Neal Dingmann: Yeah, definitely love the footprint there. And maybe following up a little bit with Giddings. Noticeable as you pointed out the operating margins are certainly notable. And I’m just wondering when you look at the expanded Giddings results, I mean is that potentially, will that even lead to, do you think, even lower reinvestment rates? Because certainly notable how good your reinvestment rate and as you highlighted the operating margin. And I’m just wondering baked on maybe a higher Giddings plan, could we see even potential increases in this?
Chris Stavros: Yes, that’s a tough one. I think the results are pretty good over three-year, five-year type period. And if you want to say it’s almost through a cycle, if you will. I don’t think it’s going to be meaningfully different. I mean, there might be some things around the edges as we learn more, but I think the outcome, if I had to look out, I think the outcome is not going to be meaningfully different, which I will take that sort of any day of the week.
Neal Dingmann: Absolutely. Thank you, all. Nice quarter.
Operator: The next question comes from Leo Mariani of MKM Partners. Please go ahead.
Leo Mariani: Hi, guys. I was hoping you could provide maybe a little bit more color on the increased activity in 2024. I think in the press release you guys alluded to the fact that be some more wells this year. Is there any way to quantify that? Is it kind of five or six wells and just kind of any detail around any of the splits here? Is it primarily more of a development drilling program? You did mention there would be some appraisals. Is it a fairly similar appraisal split versus last year? And I guess there’s going to be some drilling on the newly acquired acquisition from the fourth quarter. Do you also consider that kind of appraisal drilling, and is it just a handful of wells? Any color around on the kind of complexion of the program this year versus last would be helpful.

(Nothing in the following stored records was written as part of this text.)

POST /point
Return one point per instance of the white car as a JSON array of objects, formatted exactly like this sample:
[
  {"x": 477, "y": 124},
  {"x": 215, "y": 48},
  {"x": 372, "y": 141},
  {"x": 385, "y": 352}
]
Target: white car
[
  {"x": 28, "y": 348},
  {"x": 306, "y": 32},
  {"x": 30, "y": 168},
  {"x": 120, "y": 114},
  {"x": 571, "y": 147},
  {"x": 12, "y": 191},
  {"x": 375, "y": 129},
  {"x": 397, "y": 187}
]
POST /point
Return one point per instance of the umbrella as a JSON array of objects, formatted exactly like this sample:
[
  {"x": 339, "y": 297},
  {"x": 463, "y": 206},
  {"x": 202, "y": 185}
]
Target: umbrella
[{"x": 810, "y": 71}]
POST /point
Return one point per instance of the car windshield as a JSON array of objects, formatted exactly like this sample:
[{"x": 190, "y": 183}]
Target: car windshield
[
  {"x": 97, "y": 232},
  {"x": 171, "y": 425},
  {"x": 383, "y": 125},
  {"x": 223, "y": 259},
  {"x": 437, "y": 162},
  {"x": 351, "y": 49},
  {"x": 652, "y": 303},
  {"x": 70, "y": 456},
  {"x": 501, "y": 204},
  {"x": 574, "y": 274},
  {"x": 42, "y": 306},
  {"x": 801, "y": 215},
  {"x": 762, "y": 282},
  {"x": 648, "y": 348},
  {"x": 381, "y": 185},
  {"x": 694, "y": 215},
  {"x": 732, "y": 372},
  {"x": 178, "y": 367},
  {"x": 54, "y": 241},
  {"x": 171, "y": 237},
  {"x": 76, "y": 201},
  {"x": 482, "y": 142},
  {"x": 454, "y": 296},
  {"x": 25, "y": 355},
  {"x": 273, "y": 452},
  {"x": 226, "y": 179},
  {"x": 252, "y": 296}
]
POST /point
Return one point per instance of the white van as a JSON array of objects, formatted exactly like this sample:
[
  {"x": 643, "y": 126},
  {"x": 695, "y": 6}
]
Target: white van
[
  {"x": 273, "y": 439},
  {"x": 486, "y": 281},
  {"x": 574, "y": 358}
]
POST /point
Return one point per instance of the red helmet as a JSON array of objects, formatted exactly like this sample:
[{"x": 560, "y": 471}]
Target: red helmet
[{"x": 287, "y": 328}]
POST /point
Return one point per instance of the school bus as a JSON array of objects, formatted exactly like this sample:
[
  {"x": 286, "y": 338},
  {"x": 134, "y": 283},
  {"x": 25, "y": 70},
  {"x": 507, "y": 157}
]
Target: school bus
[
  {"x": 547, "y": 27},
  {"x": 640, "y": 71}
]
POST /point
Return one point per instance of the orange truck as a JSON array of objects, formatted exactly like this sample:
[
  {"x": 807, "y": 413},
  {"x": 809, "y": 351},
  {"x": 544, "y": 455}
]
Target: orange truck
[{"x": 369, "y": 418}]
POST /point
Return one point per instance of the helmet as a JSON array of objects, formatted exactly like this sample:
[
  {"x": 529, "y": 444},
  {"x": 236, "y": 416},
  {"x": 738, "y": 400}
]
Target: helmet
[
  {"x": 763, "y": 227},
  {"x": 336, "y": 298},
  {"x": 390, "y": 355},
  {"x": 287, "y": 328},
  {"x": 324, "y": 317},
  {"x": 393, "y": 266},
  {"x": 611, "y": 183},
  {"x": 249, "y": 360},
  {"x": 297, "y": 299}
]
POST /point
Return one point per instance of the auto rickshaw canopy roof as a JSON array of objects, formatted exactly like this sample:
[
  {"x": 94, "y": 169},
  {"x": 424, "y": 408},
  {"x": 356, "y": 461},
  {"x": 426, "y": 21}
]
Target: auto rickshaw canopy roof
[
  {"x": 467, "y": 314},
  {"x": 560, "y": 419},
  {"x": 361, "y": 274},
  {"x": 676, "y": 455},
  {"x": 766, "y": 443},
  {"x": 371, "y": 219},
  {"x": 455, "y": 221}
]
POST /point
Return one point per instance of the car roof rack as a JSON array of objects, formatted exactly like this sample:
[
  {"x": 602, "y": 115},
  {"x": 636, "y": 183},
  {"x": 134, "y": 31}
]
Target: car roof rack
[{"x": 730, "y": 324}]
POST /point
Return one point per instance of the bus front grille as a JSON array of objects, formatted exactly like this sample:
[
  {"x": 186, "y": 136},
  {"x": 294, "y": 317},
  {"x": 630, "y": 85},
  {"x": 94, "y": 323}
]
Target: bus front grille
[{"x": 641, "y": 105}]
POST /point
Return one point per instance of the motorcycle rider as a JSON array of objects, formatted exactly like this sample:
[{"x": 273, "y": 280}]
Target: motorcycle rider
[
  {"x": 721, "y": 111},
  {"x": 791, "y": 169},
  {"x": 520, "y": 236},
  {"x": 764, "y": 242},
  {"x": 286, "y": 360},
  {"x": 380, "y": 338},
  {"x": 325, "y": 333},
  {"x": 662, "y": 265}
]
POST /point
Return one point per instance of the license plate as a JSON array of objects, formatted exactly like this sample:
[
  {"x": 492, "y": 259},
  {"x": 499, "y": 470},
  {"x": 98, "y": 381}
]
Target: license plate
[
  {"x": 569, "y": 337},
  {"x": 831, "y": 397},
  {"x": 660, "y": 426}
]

Chris Stavros: Yeah, thanks, Leo. I think you repeated some of what I’ve said and answered your own question in some ways. But anyway, yeah, so we’ll probably drill maybe a little more than a half dozen additional wells this year versus last year net wells. Most of that is or part of it anyway is some of the new assets that will be brought or integrated into the plan. Some is just the ongoing development in Giddings. And keep in mind that the average lateral length is a little longer in this year’s program compared to last year. I would tell you also that the working interest in the wells is also a little bit higher. As far as appraisal goes, no, I wouldn’t consider the drilling on the new assets as appraisal in Giddings. But there may be, depending on product prices, there may be some appraisal drilling in Giddings, just to sort of see if we can learn a little bit more around other areas.
So we’ll see how that goes. And so that’s, by and large, some of the color, I would tell you. The Karnes program will be fairly similar to what it had been, not really very different generally.